The worst political crisis In the last 30 years of Nicaraguan history it did not emerge overnight in that Central American country. A combination of factors led to the demonstrations in April 2018 and that is what he seeks to tell in his book Sunset in Venice the Nicaraguan journalist Arquímedes González, who is also a novelist, and whose work is considered the replacement of writers such as Sergio Ramírez Mercado.
Sunset in Venice It is the second part of a trilogy that began with the novel titled Like waiting for April, published in 2019 in Managua. He had to present this new book in Costa Rica, a country where he went into exile due to political persecution against him.
The date of the book’s publication coincides with the six years of political crisis that Nicaragua is experiencing after the protests of 2018.
“Sunset in Venice It is a prequel in which the reader will be able to find and understand why and how we Nicaraguans arrived in April 2018, and that will also be able to answer how they see that Nicaragua that today the regime does not want people to know, where there were violations of rights. human rights, there was corruption and there was no institutionality,” the writer told the Voice of America.
González assures that the book tries to explain this panorama under the government of Daniel Ortega, although he also recognizes that “it is an x-ray of what Nicaragua is, of the true Nicaragua that the dictatorship wants to hide.”
The book consists of 25 chapters where several characters move the story, growing up in the midst of marginalized settlements, with a single life option: gang violence.
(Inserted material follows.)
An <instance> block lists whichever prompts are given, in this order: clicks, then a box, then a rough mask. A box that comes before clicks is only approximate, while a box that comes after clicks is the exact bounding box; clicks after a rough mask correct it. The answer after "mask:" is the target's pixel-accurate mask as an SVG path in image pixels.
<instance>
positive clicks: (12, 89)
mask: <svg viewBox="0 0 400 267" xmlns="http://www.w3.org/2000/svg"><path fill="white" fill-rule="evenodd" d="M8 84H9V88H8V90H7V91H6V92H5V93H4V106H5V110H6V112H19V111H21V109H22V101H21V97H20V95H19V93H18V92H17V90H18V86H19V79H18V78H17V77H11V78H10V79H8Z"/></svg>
“They are characters who are being as cruel as what we see happening today in the Nicaraguan regime and they are characters who also see in April 2018 the opportunity to move forward, because in Nicaragua, whoever is willing to violate human rights has guaranteed a great political career in the country,” said the writer.
Why is the book called Sunset in Venice?
The name of the work has symbolic meanings, says González. “I think the sunset is because we Nicaraguans, in 2018, saw the sunset of democracy in Nicaragua, the sunset of the institutions and the moral fulfillment of the work of the Police.”
Venice – continues González – has to do with that Nicaragua “in which the regime uses grandiose names of settlements to make it look like Nicaragua is developing.”
“There are settlements called Promised Land, Beautiful Dawn and they are just places full of dust where there is no access to drinking water or sewage,” he says.
The book can be ordered online at amazon and González indicates that the reader will be able to find from the fiction a panorama of Nicaragua that he may not know.
“Through literature you can continue to denounce human rights violations and we writers are also fundamental in that. Our role is to maintain those voices that ask that human rights violations be denounced in Nicaragua. I have been there for quite some time now here, I have been trying to write again because it is difficult to write in exile,” he concludes.